The federal government plans to provide further cybersecurity powers to the agency responsible for collecting foreign intelligence and providing cybersecurity services, the Communications Security Establishment (CSE). These powers are meant to enable the CSE to better understand and subsequently mitigate threats directed towards Canada’s critical infrastructure providers. On its face, that may sound like a good idea.
However, given that the CSE is obstinately impeding lawful reviews of its own activities, Canadian politicians should hesitate before placing further responsibilities – and powers – in the agency’s hands.
Nation-state actors are targeting Canadian critical infrastructure. We all rely on this infrastructure to live our lives, to communicate using telecommunications networks, to send and receive money through banking systems, or to travel using transportation systems. The CSE has stated repeatedly that nation-state adversaries are actively targeting critical infrastructure as part of espionage operations and also to prepare for potential attacks.
Critical infrastructure threats are real. Canadian health-care systems and hospitals have been shut down due to ransomware or unexplained attacks during the pandemic. Colonial Pipeline’s shutdown in the U.S. sent ripples across North America. Russia’s targeting of satellite infrastructure at the outset of its illegal war against Ukraine had international implications.
Partially to address these threats to critical infrastructure, the government introduced Bill C-26. The legislation would broadly enable the minister of industry to compel telecommunications providers to undertake security practices and would see the CSE obtain information about the security stances of critical infrastructure providers, as well as cyber incidents that have been detected by providers.
While the CSE has already worked with many critical infrastructure providers – meaning these providers are already sharing cybersecurity information with the CSE – the new legislation would cement that information-sharing in law.
That means a lot more information might flow into the CSE, including potentially private information relating to Canadians. To account for risks like this, Parliament created the National Security and Intelligence Review Agency (NSIRA), a watchdog agency meant to assess Canada’ national security and intelligence agencies. This includes reviewing the CSE’s activities. If C-26 passes, then NSIRA will also be responsible for reviewing how private organizations’ information is received and used by the CSE.
However, there’s a serious problem when it comes to reviewing the CSE’s activities. For two straight years, NSIRA has said it’s had problems getting access from the CSE to information that the watchdog uses to confirm the lawfulness of the CSE’s activities.
NSIRA said in its 2020 annual report that it was unable to appropriately access information held by the CSE. The report took the unusual step of discussing a range of possible ways of obtaining sufficient access to CSE information, so it could verify its accuracy and completeness.

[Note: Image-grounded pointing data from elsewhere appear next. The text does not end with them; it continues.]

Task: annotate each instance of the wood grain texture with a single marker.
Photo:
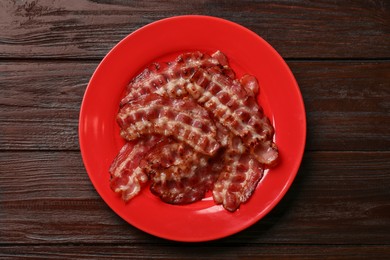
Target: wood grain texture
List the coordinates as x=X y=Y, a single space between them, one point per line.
x=89 y=29
x=338 y=198
x=347 y=104
x=199 y=251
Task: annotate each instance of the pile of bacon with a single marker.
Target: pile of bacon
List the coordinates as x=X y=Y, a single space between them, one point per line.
x=192 y=127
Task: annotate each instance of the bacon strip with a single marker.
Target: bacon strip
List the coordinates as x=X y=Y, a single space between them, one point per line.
x=127 y=177
x=230 y=105
x=180 y=118
x=187 y=181
x=237 y=181
x=216 y=136
x=169 y=79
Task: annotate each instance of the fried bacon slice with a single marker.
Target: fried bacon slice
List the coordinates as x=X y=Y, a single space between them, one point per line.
x=182 y=119
x=237 y=181
x=127 y=177
x=213 y=134
x=186 y=178
x=169 y=79
x=231 y=105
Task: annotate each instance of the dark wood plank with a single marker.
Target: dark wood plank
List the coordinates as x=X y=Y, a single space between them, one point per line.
x=338 y=198
x=197 y=251
x=347 y=104
x=89 y=29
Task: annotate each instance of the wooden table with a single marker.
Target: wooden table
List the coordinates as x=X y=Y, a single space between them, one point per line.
x=339 y=204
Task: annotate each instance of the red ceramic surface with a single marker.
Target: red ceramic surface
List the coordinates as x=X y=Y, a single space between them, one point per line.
x=162 y=41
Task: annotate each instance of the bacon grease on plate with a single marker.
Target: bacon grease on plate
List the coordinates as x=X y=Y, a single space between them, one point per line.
x=192 y=127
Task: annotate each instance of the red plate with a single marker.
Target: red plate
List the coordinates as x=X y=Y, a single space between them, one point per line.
x=163 y=40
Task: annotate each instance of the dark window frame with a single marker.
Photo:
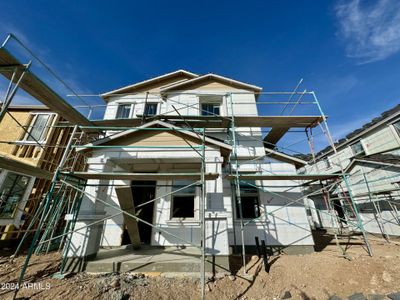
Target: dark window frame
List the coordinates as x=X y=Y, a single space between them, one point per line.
x=152 y=107
x=357 y=145
x=121 y=111
x=187 y=194
x=249 y=198
x=210 y=109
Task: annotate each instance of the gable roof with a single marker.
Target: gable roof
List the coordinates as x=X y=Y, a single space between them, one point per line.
x=179 y=74
x=280 y=156
x=386 y=117
x=388 y=160
x=211 y=78
x=126 y=133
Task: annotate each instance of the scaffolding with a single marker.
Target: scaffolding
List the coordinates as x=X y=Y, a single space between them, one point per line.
x=58 y=213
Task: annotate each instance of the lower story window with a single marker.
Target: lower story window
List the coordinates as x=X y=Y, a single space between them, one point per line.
x=11 y=193
x=250 y=201
x=183 y=200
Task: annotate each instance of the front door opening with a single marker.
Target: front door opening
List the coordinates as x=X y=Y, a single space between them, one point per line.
x=143 y=191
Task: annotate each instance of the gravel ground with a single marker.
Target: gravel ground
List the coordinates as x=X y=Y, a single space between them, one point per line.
x=319 y=275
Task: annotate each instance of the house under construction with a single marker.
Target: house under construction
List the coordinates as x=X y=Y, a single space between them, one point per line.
x=185 y=165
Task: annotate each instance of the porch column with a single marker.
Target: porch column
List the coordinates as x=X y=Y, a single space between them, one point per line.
x=85 y=242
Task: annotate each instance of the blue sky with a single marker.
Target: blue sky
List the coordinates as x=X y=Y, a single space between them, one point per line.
x=348 y=52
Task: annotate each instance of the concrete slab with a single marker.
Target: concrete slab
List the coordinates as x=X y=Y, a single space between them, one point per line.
x=154 y=259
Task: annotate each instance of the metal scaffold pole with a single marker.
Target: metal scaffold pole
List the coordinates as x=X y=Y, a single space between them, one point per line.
x=377 y=214
x=236 y=174
x=344 y=176
x=359 y=220
x=202 y=213
x=45 y=210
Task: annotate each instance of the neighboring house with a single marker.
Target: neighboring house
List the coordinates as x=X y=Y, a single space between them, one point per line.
x=160 y=109
x=371 y=157
x=25 y=167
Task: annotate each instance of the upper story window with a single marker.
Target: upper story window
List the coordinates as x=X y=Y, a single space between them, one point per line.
x=150 y=109
x=210 y=105
x=123 y=111
x=38 y=128
x=397 y=126
x=357 y=148
x=183 y=201
x=12 y=192
x=210 y=109
x=249 y=196
x=327 y=162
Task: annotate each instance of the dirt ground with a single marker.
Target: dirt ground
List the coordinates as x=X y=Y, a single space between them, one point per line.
x=312 y=276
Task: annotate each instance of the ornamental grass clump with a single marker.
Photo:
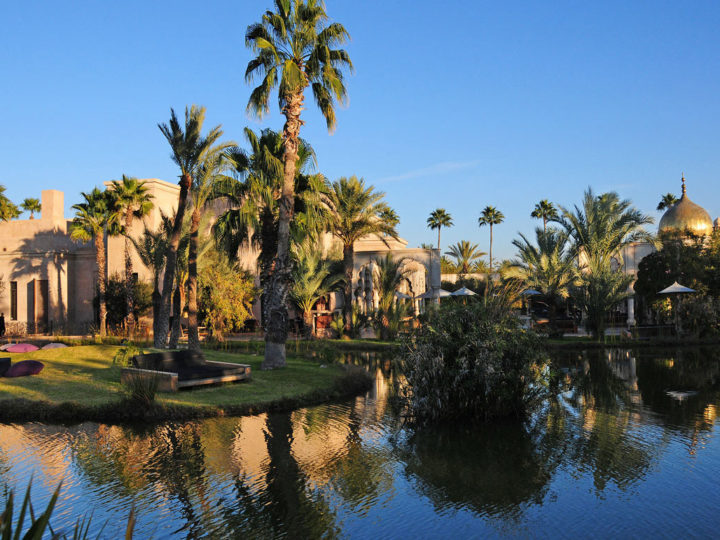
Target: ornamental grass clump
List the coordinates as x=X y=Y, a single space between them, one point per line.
x=473 y=362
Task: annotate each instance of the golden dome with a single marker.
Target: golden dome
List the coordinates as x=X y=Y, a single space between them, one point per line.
x=686 y=215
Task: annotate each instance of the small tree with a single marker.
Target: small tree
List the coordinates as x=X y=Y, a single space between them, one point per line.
x=546 y=211
x=32 y=206
x=491 y=216
x=438 y=219
x=226 y=295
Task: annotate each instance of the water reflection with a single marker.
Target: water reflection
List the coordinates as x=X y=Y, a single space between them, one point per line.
x=354 y=469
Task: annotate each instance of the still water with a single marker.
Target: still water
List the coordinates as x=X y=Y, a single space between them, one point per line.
x=627 y=447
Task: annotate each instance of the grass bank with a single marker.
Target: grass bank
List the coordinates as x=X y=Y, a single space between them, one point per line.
x=82 y=384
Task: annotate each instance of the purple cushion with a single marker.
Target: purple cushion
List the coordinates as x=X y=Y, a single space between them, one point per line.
x=25 y=368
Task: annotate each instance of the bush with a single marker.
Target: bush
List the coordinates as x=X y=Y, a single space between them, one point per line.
x=124 y=354
x=141 y=389
x=473 y=362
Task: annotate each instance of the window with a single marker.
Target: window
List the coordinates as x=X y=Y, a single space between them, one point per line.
x=13 y=300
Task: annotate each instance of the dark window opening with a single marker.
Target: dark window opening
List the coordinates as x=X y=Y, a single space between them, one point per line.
x=13 y=300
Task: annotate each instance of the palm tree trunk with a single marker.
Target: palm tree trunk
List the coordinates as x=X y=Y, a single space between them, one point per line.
x=176 y=327
x=349 y=264
x=100 y=260
x=193 y=335
x=130 y=317
x=277 y=293
x=160 y=339
x=490 y=276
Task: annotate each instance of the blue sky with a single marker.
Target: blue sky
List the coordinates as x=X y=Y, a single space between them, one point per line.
x=453 y=104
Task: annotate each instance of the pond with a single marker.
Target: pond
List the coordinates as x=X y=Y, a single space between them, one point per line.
x=627 y=447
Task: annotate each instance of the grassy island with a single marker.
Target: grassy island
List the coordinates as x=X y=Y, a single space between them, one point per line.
x=82 y=384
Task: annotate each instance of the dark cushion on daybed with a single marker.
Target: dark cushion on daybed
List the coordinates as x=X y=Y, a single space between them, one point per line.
x=25 y=368
x=4 y=366
x=188 y=365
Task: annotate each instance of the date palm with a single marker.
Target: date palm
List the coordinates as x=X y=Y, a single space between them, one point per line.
x=295 y=46
x=466 y=255
x=32 y=206
x=490 y=216
x=355 y=211
x=151 y=248
x=132 y=200
x=546 y=211
x=667 y=201
x=602 y=226
x=92 y=218
x=313 y=278
x=438 y=219
x=254 y=194
x=547 y=266
x=206 y=186
x=189 y=149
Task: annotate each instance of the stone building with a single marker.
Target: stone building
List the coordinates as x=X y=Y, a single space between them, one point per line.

Its 2021 annual report makes clear that things have not improved. According to the report, the CSE insists on determining internally what information is relevant, and then providing this selection of information to reviewers. This stands in contrast to how NSIRA’s authorizing legislation functions. The NSIRA Act makes clear that the watchdog can access any and all information that it deems relevant, regardless of what a reviewed agency such as the CSE considers appropriate.
Our newsletter about the public service.
Nominated for a Digital Publishing Award.

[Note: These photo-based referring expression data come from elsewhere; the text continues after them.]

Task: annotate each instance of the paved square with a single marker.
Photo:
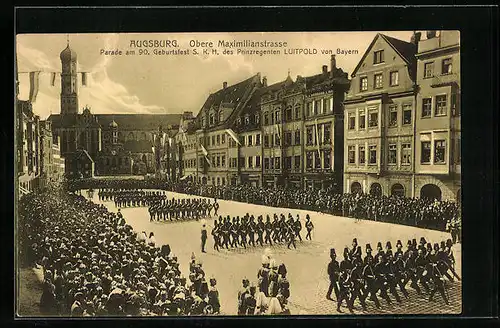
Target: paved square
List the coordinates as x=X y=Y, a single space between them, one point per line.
x=307 y=265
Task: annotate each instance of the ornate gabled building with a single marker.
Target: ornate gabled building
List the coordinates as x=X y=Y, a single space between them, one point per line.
x=380 y=120
x=117 y=144
x=210 y=154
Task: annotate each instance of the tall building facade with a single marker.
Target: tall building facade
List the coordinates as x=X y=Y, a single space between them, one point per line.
x=438 y=129
x=111 y=144
x=379 y=120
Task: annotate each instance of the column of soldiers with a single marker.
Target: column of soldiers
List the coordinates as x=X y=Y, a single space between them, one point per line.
x=249 y=231
x=271 y=293
x=421 y=265
x=182 y=209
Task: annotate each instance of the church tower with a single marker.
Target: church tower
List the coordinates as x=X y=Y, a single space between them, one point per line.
x=69 y=79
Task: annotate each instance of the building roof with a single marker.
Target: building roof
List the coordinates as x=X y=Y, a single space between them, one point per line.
x=145 y=122
x=406 y=50
x=138 y=146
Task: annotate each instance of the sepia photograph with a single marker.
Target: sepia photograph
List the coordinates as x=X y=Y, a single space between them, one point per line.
x=238 y=174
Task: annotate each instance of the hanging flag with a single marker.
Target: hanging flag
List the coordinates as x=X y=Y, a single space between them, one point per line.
x=34 y=85
x=233 y=135
x=84 y=79
x=317 y=136
x=53 y=79
x=205 y=152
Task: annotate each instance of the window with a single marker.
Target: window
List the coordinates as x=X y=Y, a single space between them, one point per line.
x=309 y=160
x=309 y=132
x=287 y=163
x=440 y=105
x=277 y=162
x=326 y=133
x=429 y=69
x=363 y=83
x=446 y=67
x=362 y=119
x=317 y=107
x=406 y=114
x=378 y=81
x=297 y=137
x=378 y=57
x=288 y=138
x=297 y=111
x=296 y=162
x=373 y=155
x=266 y=163
x=362 y=155
x=317 y=160
x=309 y=109
x=327 y=158
x=352 y=121
x=373 y=119
x=426 y=107
x=326 y=105
x=406 y=154
x=393 y=116
x=439 y=151
x=288 y=113
x=394 y=78
x=392 y=159
x=351 y=154
x=425 y=157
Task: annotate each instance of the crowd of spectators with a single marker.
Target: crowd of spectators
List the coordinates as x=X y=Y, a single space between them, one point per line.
x=94 y=264
x=425 y=213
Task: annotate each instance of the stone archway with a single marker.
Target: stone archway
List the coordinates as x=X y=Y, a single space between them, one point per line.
x=398 y=190
x=356 y=188
x=376 y=189
x=431 y=192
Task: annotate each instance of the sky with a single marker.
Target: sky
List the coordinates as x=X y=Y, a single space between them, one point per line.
x=159 y=84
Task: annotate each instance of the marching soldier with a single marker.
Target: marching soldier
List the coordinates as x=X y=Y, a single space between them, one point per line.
x=309 y=227
x=333 y=274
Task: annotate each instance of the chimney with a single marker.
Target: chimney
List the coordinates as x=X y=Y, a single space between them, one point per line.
x=333 y=64
x=415 y=38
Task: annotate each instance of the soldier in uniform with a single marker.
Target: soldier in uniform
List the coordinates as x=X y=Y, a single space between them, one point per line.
x=260 y=227
x=333 y=274
x=309 y=227
x=268 y=226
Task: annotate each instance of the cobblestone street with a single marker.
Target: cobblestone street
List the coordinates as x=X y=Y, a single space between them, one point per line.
x=307 y=265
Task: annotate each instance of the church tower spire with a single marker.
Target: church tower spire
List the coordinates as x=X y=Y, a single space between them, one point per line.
x=69 y=81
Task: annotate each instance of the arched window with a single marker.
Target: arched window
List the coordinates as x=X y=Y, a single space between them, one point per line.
x=398 y=190
x=376 y=189
x=356 y=188
x=431 y=192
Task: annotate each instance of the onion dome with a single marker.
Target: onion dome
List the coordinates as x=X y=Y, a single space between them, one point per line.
x=68 y=54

NSIRA needs either direct access to the CSE’s information it requires or alternately a way that it can otherwise independently verify the comprehensiveness and accuracy of the information that the CSE provides. This information is necessary for NSIRA to fulfill its lawful mandate and also to prove to Canadians that the highly secretive national security agency is complying with the law.
So, what does this mean for cybersecurity and critical infrastructure? It means that absent a major change in the CSE’s approach to review, NSIRA may be challenged in reviewing the nature of the information that the CSE receives from critical infrastructure providers as a result of Bill C-26, and how that information is then used. To underscore the risk, when NSIRA requested that the CSE provide information and statistics about its pre-C-26 cybersecurity activities for its 2021 annual report, the CSE declined to do so.

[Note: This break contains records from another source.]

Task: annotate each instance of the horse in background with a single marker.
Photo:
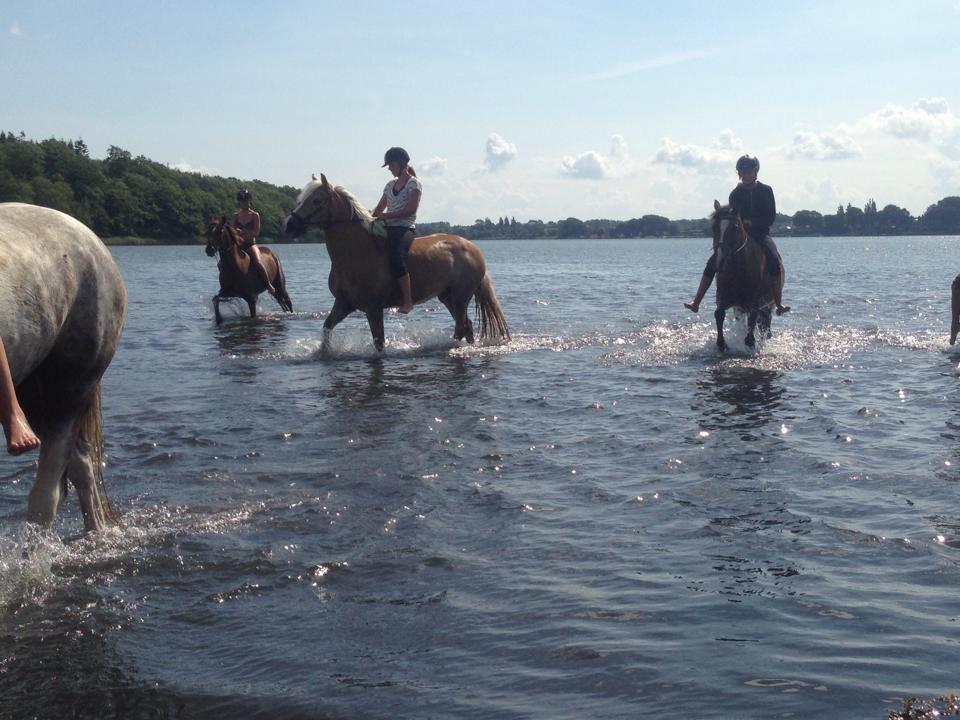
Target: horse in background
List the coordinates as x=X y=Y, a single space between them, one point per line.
x=448 y=267
x=742 y=278
x=62 y=308
x=237 y=277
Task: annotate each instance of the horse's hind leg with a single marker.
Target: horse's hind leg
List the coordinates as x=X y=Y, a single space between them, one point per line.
x=375 y=321
x=750 y=340
x=463 y=328
x=46 y=493
x=720 y=314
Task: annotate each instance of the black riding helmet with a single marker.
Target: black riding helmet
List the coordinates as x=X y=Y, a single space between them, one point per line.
x=747 y=163
x=398 y=154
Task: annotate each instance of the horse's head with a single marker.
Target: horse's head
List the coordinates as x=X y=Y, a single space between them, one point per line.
x=729 y=234
x=315 y=206
x=218 y=236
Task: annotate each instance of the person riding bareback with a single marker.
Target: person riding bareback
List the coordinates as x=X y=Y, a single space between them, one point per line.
x=757 y=207
x=398 y=209
x=246 y=221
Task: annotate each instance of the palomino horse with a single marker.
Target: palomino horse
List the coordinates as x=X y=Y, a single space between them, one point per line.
x=742 y=278
x=448 y=267
x=237 y=278
x=62 y=306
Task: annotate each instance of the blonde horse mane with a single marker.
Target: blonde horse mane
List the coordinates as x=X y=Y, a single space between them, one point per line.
x=357 y=209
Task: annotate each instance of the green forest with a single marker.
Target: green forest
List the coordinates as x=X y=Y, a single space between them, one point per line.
x=127 y=199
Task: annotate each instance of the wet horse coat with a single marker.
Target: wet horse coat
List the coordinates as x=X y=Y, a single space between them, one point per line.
x=742 y=278
x=62 y=308
x=448 y=267
x=237 y=277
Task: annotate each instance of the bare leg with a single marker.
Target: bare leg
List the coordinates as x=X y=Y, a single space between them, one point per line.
x=407 y=304
x=255 y=257
x=954 y=309
x=705 y=281
x=20 y=436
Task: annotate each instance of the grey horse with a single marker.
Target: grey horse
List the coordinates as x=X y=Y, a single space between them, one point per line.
x=62 y=308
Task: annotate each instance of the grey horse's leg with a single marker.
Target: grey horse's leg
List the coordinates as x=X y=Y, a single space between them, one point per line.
x=45 y=495
x=720 y=314
x=97 y=514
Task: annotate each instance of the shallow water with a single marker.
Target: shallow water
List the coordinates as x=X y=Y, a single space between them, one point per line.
x=602 y=518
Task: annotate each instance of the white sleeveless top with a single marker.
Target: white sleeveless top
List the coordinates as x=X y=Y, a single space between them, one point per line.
x=398 y=201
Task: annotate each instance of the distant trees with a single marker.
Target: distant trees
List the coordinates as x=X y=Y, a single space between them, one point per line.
x=123 y=195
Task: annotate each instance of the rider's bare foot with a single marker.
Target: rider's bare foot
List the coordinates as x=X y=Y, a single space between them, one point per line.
x=20 y=436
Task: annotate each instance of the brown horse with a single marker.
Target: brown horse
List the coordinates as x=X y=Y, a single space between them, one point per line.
x=237 y=277
x=742 y=278
x=448 y=267
x=954 y=309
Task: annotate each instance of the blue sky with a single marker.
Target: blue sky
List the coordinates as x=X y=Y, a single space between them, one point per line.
x=536 y=110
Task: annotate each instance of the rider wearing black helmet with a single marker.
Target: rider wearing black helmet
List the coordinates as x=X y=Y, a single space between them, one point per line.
x=758 y=210
x=398 y=208
x=247 y=222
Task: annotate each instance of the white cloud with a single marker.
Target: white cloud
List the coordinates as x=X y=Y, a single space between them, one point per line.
x=432 y=167
x=651 y=63
x=499 y=152
x=838 y=145
x=720 y=155
x=618 y=148
x=926 y=119
x=589 y=165
x=595 y=166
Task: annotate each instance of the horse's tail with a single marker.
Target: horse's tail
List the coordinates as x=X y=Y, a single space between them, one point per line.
x=91 y=434
x=280 y=283
x=492 y=321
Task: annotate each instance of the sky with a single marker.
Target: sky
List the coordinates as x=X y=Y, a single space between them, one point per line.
x=517 y=108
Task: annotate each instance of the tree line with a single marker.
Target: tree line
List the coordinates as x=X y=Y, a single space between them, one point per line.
x=137 y=199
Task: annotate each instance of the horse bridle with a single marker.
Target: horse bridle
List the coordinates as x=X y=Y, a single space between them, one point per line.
x=308 y=220
x=730 y=216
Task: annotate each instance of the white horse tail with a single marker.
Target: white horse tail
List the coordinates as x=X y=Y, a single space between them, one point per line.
x=492 y=321
x=90 y=444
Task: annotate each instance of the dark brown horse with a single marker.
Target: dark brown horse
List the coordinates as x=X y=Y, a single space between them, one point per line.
x=237 y=277
x=447 y=267
x=742 y=278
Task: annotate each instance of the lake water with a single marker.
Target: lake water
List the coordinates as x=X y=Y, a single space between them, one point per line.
x=604 y=518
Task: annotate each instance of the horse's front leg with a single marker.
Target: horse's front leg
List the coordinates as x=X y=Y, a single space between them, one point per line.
x=720 y=314
x=341 y=308
x=750 y=340
x=375 y=320
x=954 y=309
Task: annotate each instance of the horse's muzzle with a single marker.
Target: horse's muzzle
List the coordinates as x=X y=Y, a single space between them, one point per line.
x=294 y=226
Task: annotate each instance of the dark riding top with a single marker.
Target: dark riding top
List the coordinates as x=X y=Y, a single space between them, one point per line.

Trusting and empowering a top-secret agency such as the CSE to defend and enhance our security doesn’t mean giving it a blank cheque. It has to adhere to the law, including the law which empowers its reviewers to assess any and all of the CSE’s work that reviewers – not the CSE – believe is relevant.
Review can be painful because it can expose mistakes, but mistakes are frankly normal when dealing with the vast amounts of data that the CSE deals with regularly. What’s important is that these errors are identified and corrected as quickly as possible. CSE’s obstinacy impairs this identification and correction process.
As Bill C-26 winds its way through Parliament, legislators should carefully consider what new powers are appropriate to add to the CSE’s already overflowing basket, especially as the CSE experiences growing pains in getting used to being reviewed, as is required under Canadian law. Maybe the powers in C-26 should be conditional on NSIRA being able to conduct reviews and, when they are impeded, the chief of the CSE and the responsible minister should be compelled to appear before a Commons committee to explain the CSE’s failures.
Or perhaps executive pay within the CSE should be linked to enabling independent verification of the CSE’s activities. Regardless of the method, it is now time for the public, Parliament and the government to carefully assess how to ensure that the CSE is operating within the four corners of the law.